S3 Connectivity issues when using Tensorflow with AWS P3 EC2 Nvidia Volta images

Hey folks, this likely isn’t an Nvidia image issues, but just looking for some help.

So we’re spinning up P3 instances, and following Nvidias guidelines; using Docker to pull nvcr.io/nvidia/tensorflow:19.01-py3

Everything is great except when we run Tensorflow and save checkpoints to S3. There seems to be connectivity issues as per stacktrace:

File "/usr/local/lib/python3.5/dist-packages/tensorflow/python/estimator/estimator.py", line 789, in _export_saved_model_for_mode
    strip_default_attrs=strip_default_attrs)
  File "/usr/local/lib/python3.5/dist-packages/tensorflow/python/estimator/estimator.py", line 907, in _export_all_saved_models
    mode=model_fn_lib.ModeKeys.PREDICT)
  File "/usr/local/lib/python3.5/dist-packages/tensorflow/python/estimator/estimator.py", line 1011, in _add_meta_graph_for_mode
    graph_saver = estimator_spec.scaffold.saver or saver.Saver(sharded=True)
  File "/usr/local/lib/python3.5/dist-packages/tensorflow/python/training/saver.py", line 1102, in __init__
    self.build()
  File "/usr/local/lib/python3.5/dist-packages/tensorflow/python/training/saver.py", line 1114, in build
    self._build(self._filename, build_save=True, build_restore=True)
  File "/usr/local/lib/python3.5/dist-packages/tensorflow/python/training/saver.py", line 1151, in _build
    build_save=build_save, build_restore=build_restore)
  File "/usr/local/lib/python3.5/dist-packages/tensorflow/python/training/saver.py", line 786, in _build_internal
    save_tensor = self._AddShardedSaveOps(filename_tensor, per_device)
  File "/usr/local/lib/python3.5/dist-packages/tensorflow/python/training/saver.py", line 369, in _AddShardedSaveOps
    return self._AddShardedSaveOpsForV2(filename_tensor, per_device)
  File "/usr/local/lib/python3.5/dist-packages/tensorflow/python/training/saver.py", line 343, in _AddShardedSaveOpsForV2
    sharded_saves.append(self._AddSaveOps(sharded_filename, saveables))
  File "/usr/local/lib/python3.5/dist-packages/tensorflow/python/training/saver.py", line 284, in _AddSaveOps
    save = self.save_op(filename_tensor, saveables)
  File "/usr/local/lib/python3.5/dist-packages/tensorflow/python/training/saver.py", line 202, in save_op
    tensors)
  File "/usr/local/lib/python3.5/dist-packages/tensorflow/python/ops/gen_io_ops.py", line 1690, in save_v2
    shape_and_slices=shape_and_slices, tensors=tensors, name=name)
  File "/usr/local/lib/python3.5/dist-packages/tensorflow/python/framework/op_def_library.py", line 787, in _apply_op_helper
    op_def=op_def)
  File "/usr/local/lib/python3.5/dist-packages/tensorflow/python/util/deprecation.py", line 488, in new_func
    return func(*args, **kwargs)
  File "/usr/local/lib/python3.5/dist-packages/tensorflow/python/framework/ops.py", line 3274, in create_op
    op_def=op_def)
  File "/usr/local/lib/python3.5/dist-packages/tensorflow/python/framework/ops.py", line 1770, in __init__
    self._traceback = tf_stack.extract_stack()

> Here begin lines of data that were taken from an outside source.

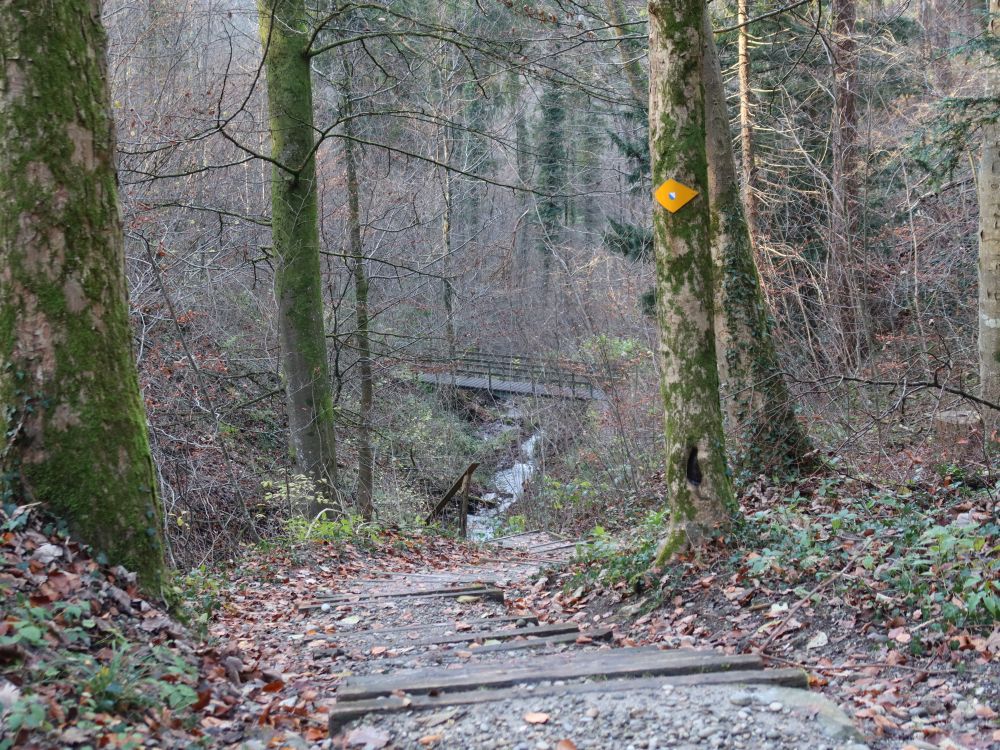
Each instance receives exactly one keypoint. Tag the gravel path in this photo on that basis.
(672, 717)
(545, 716)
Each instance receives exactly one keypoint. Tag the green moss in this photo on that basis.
(685, 280)
(295, 230)
(83, 448)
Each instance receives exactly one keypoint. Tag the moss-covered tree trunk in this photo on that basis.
(746, 119)
(989, 248)
(844, 260)
(755, 396)
(73, 416)
(284, 31)
(366, 459)
(696, 477)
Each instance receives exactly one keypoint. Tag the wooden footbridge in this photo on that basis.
(512, 375)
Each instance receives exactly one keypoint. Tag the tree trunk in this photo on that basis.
(989, 250)
(295, 230)
(696, 479)
(843, 262)
(447, 230)
(366, 459)
(755, 396)
(74, 420)
(521, 232)
(746, 119)
(630, 51)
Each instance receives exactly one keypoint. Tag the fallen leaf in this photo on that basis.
(985, 712)
(368, 737)
(818, 641)
(900, 635)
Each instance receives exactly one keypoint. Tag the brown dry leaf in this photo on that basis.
(985, 712)
(900, 635)
(368, 737)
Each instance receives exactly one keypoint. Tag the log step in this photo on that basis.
(500, 635)
(483, 593)
(608, 664)
(341, 713)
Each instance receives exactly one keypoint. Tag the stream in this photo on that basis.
(508, 486)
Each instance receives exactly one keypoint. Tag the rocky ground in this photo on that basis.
(86, 661)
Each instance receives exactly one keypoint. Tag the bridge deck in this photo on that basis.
(580, 390)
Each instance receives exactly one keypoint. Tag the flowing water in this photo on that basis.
(509, 485)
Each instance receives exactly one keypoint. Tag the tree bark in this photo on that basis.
(366, 459)
(697, 483)
(844, 261)
(746, 119)
(989, 249)
(75, 423)
(295, 230)
(755, 396)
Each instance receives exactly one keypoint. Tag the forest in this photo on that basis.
(392, 373)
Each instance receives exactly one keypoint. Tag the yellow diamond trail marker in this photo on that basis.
(673, 196)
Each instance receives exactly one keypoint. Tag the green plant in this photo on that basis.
(199, 596)
(331, 529)
(295, 493)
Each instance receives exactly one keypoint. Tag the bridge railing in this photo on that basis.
(576, 376)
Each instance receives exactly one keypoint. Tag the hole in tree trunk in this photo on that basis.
(694, 470)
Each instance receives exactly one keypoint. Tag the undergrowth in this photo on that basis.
(922, 553)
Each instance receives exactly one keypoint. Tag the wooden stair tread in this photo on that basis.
(342, 712)
(609, 664)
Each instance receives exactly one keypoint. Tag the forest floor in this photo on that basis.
(86, 662)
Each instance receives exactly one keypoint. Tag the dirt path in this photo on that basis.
(424, 649)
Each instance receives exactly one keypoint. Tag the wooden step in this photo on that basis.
(343, 712)
(483, 593)
(403, 630)
(499, 635)
(608, 664)
(597, 634)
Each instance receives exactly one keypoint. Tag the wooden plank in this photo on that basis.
(489, 594)
(499, 635)
(459, 483)
(617, 663)
(398, 629)
(341, 713)
(465, 588)
(597, 634)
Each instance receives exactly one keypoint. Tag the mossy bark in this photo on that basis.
(75, 423)
(366, 459)
(696, 476)
(284, 30)
(989, 249)
(746, 119)
(755, 396)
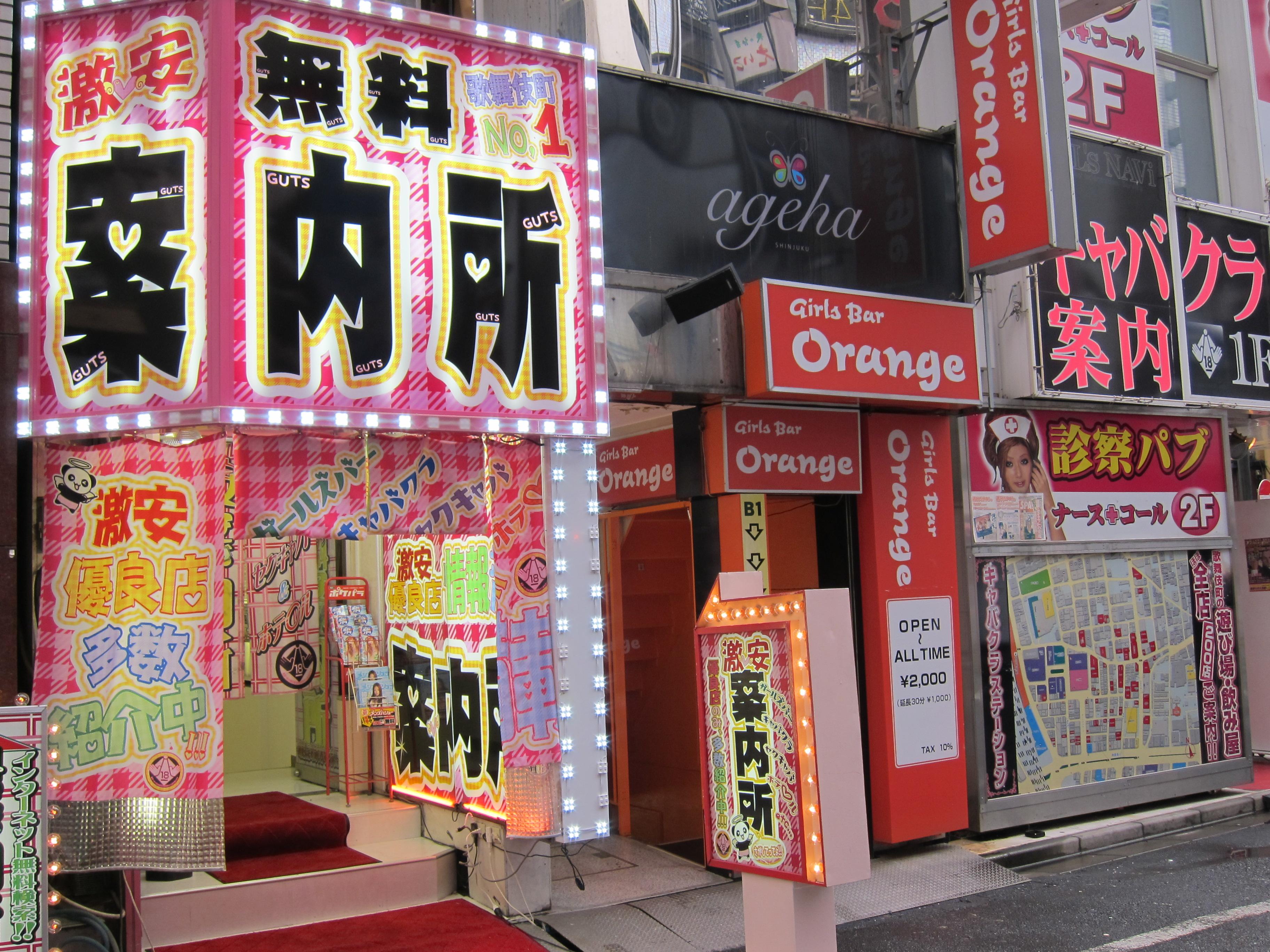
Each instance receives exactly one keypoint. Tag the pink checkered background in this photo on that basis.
(57, 682)
(66, 36)
(421, 391)
(303, 484)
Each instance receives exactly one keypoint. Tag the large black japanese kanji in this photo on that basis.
(301, 82)
(409, 98)
(124, 306)
(305, 291)
(501, 275)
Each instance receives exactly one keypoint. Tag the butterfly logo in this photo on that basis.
(792, 169)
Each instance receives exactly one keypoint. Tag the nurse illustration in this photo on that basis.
(1011, 447)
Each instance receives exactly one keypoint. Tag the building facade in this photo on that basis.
(959, 308)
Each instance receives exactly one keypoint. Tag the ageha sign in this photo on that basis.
(731, 207)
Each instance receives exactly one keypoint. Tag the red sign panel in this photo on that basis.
(790, 450)
(811, 342)
(912, 645)
(1014, 163)
(1095, 476)
(638, 469)
(353, 216)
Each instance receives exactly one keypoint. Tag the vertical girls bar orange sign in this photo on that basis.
(1017, 173)
(912, 645)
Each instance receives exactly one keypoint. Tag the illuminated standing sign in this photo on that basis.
(782, 798)
(394, 217)
(1013, 133)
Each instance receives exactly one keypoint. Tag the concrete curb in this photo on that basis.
(1129, 832)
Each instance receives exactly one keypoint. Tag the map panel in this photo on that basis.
(1104, 667)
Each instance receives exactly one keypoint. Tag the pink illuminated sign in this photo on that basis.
(275, 213)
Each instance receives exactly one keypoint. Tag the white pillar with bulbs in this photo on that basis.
(578, 634)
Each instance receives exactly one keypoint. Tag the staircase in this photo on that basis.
(412, 871)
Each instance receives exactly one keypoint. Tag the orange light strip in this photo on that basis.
(409, 794)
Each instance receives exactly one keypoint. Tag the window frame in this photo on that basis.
(1207, 72)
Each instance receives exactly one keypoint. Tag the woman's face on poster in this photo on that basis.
(1017, 469)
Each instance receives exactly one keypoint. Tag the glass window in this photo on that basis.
(1178, 27)
(1188, 129)
(848, 49)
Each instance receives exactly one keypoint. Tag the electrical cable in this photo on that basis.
(505, 879)
(577, 876)
(98, 913)
(89, 919)
(83, 941)
(136, 907)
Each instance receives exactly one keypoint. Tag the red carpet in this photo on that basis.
(454, 926)
(277, 834)
(1260, 777)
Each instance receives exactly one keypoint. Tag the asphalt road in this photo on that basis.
(1140, 898)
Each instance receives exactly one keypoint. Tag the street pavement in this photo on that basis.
(1205, 890)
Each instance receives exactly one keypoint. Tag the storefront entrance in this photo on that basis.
(649, 580)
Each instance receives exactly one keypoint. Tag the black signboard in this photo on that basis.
(1105, 317)
(1226, 305)
(696, 181)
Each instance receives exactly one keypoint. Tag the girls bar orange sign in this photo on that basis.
(812, 343)
(1017, 176)
(911, 639)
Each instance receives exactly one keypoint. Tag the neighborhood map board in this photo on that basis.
(1104, 667)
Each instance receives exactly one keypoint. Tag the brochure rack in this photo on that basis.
(351, 591)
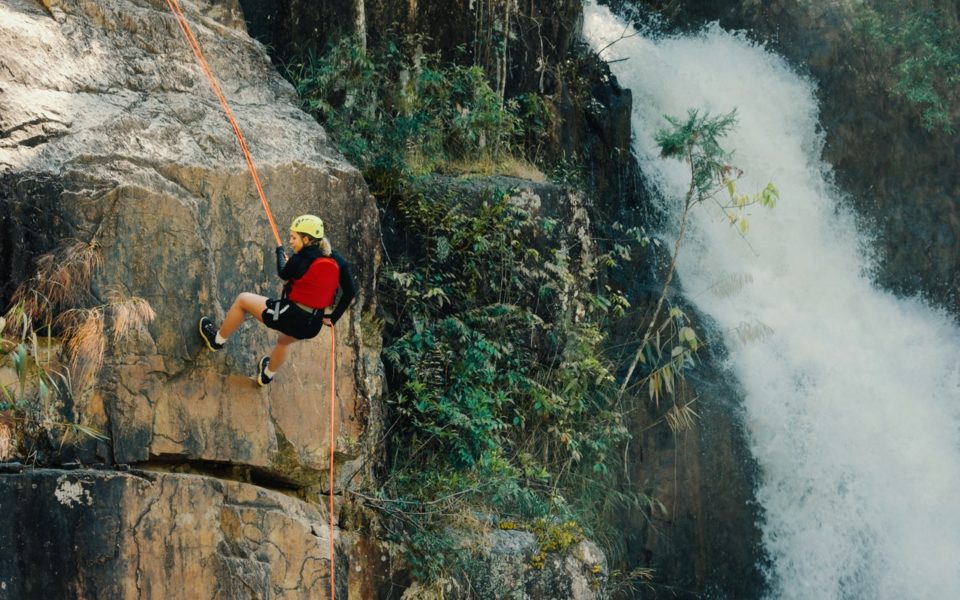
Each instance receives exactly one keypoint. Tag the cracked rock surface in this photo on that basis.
(158, 536)
(110, 134)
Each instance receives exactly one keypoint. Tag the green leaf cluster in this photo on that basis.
(500, 389)
(393, 109)
(922, 39)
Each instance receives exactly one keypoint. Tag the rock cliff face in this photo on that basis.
(110, 137)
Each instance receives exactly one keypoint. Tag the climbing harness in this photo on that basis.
(198, 54)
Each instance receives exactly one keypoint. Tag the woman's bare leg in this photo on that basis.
(279, 354)
(245, 304)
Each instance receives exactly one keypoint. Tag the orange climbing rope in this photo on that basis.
(333, 372)
(195, 47)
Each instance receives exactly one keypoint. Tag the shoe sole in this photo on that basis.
(260, 382)
(203, 337)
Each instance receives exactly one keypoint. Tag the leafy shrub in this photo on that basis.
(396, 110)
(922, 39)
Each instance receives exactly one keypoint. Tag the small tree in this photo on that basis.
(695, 140)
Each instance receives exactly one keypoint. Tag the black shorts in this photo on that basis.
(286, 317)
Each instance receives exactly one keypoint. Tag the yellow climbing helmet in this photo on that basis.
(308, 224)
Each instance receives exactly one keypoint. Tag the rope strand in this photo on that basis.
(333, 439)
(211, 78)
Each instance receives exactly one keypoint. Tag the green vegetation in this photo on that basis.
(54, 338)
(395, 111)
(499, 381)
(922, 39)
(505, 406)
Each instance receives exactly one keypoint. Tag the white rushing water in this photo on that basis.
(853, 400)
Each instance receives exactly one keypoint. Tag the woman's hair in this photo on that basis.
(322, 243)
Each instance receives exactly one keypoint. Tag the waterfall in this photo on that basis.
(852, 395)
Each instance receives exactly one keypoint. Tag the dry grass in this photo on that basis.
(130, 314)
(681, 418)
(86, 343)
(61, 278)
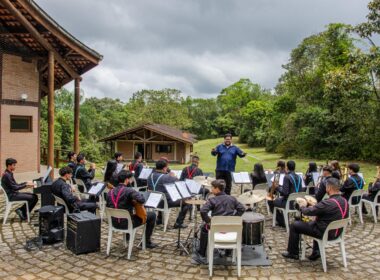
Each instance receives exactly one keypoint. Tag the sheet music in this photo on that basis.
(181, 186)
(145, 173)
(153, 200)
(193, 186)
(173, 192)
(96, 188)
(177, 173)
(241, 178)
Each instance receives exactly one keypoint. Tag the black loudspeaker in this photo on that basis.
(51, 224)
(83, 233)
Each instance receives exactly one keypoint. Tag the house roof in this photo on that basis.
(166, 130)
(25, 28)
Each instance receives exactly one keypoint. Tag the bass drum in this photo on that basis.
(253, 228)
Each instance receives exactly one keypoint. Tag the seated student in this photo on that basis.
(219, 205)
(83, 174)
(112, 169)
(328, 210)
(136, 166)
(122, 197)
(373, 189)
(337, 171)
(309, 175)
(258, 175)
(354, 182)
(12, 189)
(292, 183)
(156, 182)
(72, 157)
(321, 190)
(63, 190)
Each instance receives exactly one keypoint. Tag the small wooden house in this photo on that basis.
(153, 141)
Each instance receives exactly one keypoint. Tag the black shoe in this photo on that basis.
(314, 256)
(151, 245)
(290, 256)
(179, 226)
(20, 214)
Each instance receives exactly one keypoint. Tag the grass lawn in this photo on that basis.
(269, 160)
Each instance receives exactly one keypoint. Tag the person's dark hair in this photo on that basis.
(117, 154)
(138, 155)
(123, 175)
(354, 167)
(70, 155)
(291, 165)
(258, 171)
(327, 168)
(281, 164)
(333, 183)
(161, 164)
(219, 183)
(65, 170)
(313, 167)
(10, 161)
(80, 157)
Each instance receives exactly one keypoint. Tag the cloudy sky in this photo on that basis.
(196, 46)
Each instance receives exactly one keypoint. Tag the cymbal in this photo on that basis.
(251, 197)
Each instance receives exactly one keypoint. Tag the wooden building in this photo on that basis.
(37, 56)
(153, 141)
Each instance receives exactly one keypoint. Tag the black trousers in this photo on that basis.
(30, 197)
(299, 227)
(226, 176)
(136, 221)
(182, 213)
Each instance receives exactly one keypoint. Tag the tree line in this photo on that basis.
(325, 105)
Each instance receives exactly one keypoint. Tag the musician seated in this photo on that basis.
(156, 182)
(328, 210)
(72, 157)
(219, 205)
(192, 171)
(136, 166)
(63, 190)
(292, 183)
(354, 182)
(83, 174)
(110, 176)
(321, 190)
(309, 176)
(122, 197)
(12, 189)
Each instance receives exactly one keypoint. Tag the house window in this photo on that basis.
(163, 148)
(21, 123)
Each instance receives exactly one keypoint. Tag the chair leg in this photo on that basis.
(109, 241)
(343, 251)
(7, 210)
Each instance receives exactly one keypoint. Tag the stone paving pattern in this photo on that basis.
(164, 262)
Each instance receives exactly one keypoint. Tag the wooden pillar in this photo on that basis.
(50, 157)
(76, 114)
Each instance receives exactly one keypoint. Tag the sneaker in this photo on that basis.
(20, 214)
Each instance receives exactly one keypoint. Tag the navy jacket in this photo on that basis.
(226, 160)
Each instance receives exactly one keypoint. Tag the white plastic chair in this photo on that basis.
(123, 214)
(9, 204)
(225, 233)
(373, 205)
(356, 193)
(60, 201)
(285, 211)
(324, 242)
(165, 210)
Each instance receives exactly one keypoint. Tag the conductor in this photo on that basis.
(226, 160)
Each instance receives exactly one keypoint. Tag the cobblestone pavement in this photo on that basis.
(164, 262)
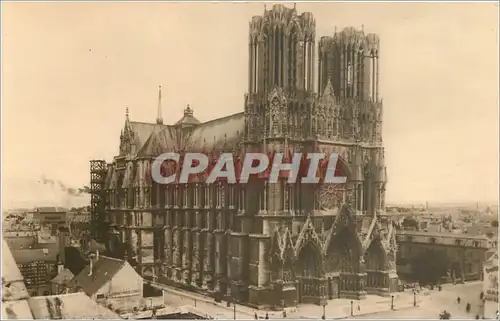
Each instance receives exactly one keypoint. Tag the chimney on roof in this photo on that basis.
(159, 118)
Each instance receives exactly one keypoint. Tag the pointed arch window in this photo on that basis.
(349, 74)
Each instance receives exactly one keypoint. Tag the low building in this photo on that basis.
(14, 294)
(61, 282)
(38, 267)
(490, 288)
(111, 282)
(53, 217)
(461, 256)
(69, 306)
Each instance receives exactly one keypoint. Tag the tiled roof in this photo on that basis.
(63, 278)
(69, 306)
(25, 256)
(103, 270)
(442, 234)
(50, 210)
(16, 310)
(13, 287)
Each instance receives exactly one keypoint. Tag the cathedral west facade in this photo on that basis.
(268, 244)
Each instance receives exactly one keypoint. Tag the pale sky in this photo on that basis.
(69, 70)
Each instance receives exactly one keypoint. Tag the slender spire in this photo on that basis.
(159, 119)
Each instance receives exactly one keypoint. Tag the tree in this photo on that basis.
(430, 267)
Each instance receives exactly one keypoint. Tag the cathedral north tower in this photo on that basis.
(281, 76)
(281, 50)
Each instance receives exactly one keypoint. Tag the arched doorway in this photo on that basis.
(376, 265)
(342, 261)
(309, 271)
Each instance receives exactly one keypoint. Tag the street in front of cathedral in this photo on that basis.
(273, 207)
(427, 304)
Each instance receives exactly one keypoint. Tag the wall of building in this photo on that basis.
(124, 291)
(463, 255)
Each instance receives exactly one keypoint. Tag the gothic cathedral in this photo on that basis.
(268, 244)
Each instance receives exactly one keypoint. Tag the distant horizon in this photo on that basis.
(66, 85)
(80, 203)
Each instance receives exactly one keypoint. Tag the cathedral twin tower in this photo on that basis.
(282, 49)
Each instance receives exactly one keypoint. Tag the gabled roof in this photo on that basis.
(63, 278)
(218, 133)
(50, 210)
(25, 256)
(69, 306)
(16, 310)
(103, 270)
(13, 287)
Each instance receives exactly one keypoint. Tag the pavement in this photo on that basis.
(430, 304)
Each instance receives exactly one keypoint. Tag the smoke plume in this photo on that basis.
(69, 190)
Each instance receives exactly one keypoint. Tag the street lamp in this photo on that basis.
(234, 309)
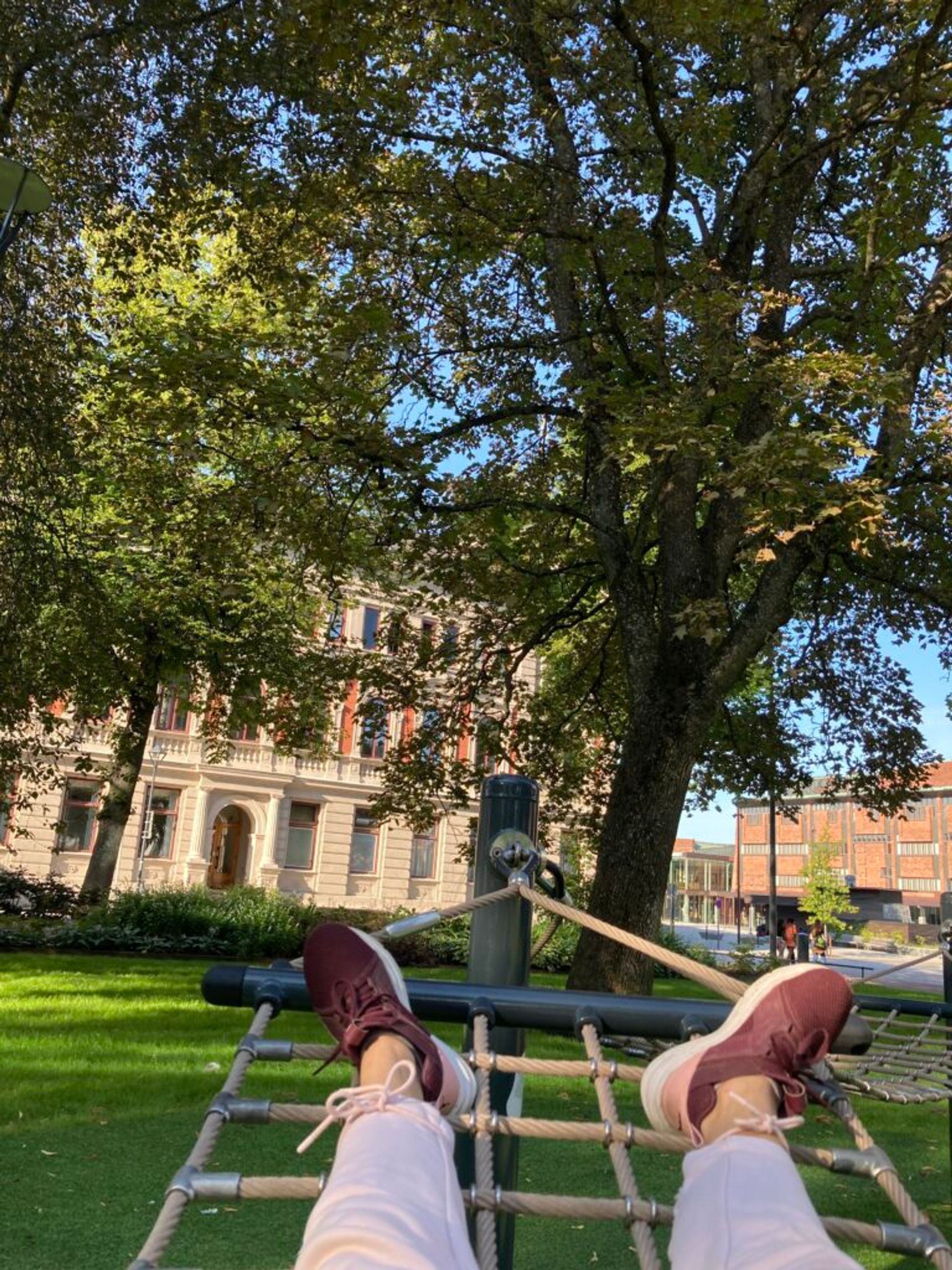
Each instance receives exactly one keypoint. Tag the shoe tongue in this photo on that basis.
(781, 1064)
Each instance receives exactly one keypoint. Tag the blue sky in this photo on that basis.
(931, 685)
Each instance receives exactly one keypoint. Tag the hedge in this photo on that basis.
(241, 924)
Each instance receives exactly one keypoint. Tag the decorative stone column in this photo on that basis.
(270, 869)
(197, 864)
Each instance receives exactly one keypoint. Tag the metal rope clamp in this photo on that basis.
(515, 856)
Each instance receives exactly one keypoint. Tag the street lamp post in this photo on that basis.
(737, 841)
(22, 193)
(157, 754)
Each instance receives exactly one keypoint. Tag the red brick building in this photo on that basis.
(896, 867)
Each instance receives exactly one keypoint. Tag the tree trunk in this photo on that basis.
(128, 749)
(635, 853)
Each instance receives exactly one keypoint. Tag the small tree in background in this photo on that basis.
(826, 894)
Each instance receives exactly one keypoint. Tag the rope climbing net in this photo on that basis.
(639, 1214)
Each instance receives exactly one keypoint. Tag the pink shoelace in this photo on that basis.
(763, 1122)
(343, 1107)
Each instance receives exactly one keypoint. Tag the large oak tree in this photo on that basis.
(668, 290)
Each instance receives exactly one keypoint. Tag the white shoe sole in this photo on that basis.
(660, 1069)
(465, 1075)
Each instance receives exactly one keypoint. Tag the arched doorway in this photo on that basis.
(230, 837)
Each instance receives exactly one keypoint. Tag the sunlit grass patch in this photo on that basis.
(110, 1064)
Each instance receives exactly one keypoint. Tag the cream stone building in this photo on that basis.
(294, 822)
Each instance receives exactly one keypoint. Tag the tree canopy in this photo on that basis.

UnknownError (see above for traceback): : Unable to connect to endpoint
         [[node save/SaveV2 (defined at /data/ml/kpi_tensorflow/TFModel.py:145)  = SaveV2[dtypes=[DT_INT64], _device="/job:localhost/replica:0/task:0/device:CPU:0"](save/ShardedFilename, save/SaveV2/tensor_names, save/SaveV2/shape_and_slices, global_step/_7)]]

We’ve done a few things including setting S3_REQUEST_TIMEOUT_MSEC to a large value, but the connectivity issue is still happening. Wondering if anyone has run into similar problems?